Demon Copperhead
Allen and Unwin, $32.99 pb, 548 pp
‘A four-star shit show’
The dedication in Barbara Kingsolver’s new novel reads ‘For the survivors’, and its epigraph is taken from Charles Dickens’s David Copperfield (1849), to which Kingsolver’s title pays a sly homage. Her book is a self-conscious reworking of Dickens’s famous novel about an orphan making his way in the world, with Kingsolver’s treatment being narrated by a boy born as Damon Fields in Lee County, Virginia. He acquires his nickname partly from the colour of his hair and partly from the venomous copperhead snake, and after losing his father and mother he finds himself thrown back on his own resilience and talents to keep moving forward. There are many structural parallels with Dickens’s novel – the malevolent Uriah Heep, for example, morphs here into a similarly sinister figure known as ‘U-Haul’ – but these literary allusions never become too intrusive, and Kingsolver’s novel is robustly realistic in its general demeanour.
While Dickens is the most direct model, Demon Copperhead has an iconoclastic hero whose colloquial, first-person style may put the reader more in mind of classic American fictional rebels such as Mark Twain’s Huckleberry Finn or Saul Bellow’s Augie March. Just as Huck Finn mocks the Sunday school axioms of the Widow Douglas, so Demon mocks clichés about ‘bad choices’ delivered by the department of social services, while resisting their bureaucratic method of ‘rotating and merchandising foster boys’. Demon develops instead a sturdy self-reliance that enables him to survive the poverty of a trailer house, various forms of abuse by his stepfather and other relatives, and also a crippling knee injury that ends his promising high-school football career. Despite these setbacks, he always seeks to avoid being categorised as ‘Poor Demon’ or defined by adults: ‘What if I was depending on the Miss Barkses of this world,’ he asks, ‘instead of my own bad self?’

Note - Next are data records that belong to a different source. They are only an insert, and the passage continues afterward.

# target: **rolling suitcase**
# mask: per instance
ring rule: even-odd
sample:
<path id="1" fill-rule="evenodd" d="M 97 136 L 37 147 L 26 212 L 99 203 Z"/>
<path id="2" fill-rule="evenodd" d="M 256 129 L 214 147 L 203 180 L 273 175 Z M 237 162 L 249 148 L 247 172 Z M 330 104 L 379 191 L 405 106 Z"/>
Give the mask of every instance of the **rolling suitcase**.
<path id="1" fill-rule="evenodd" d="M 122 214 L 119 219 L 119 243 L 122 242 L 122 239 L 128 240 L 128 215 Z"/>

For Australian readers, this rejection of ‘Mom-assigned names’ and an eagerness to reinvent personal identity might seem culturally alien. Though Demon is interested in the hybrid ‘Melungeon’ blood that he inherited from his father, there is little sense here of acquiescing in tribal or ancestral loyalty. Instead, he admires chameleons such as ‘Snoop Dogg’ or ‘Scarface’ who do not ‘stick with the name they start out with’. This power of invention is reflected in Demon’s ultimate career success, which comes from his skill in drawing cartoons. Such artistic expertise enables him to devise imaginary superheroes that strike a chord with newspaper readers and thus to escape from the confines of Lee County, which he describes as ‘a place where you keep living the life you were assigned’.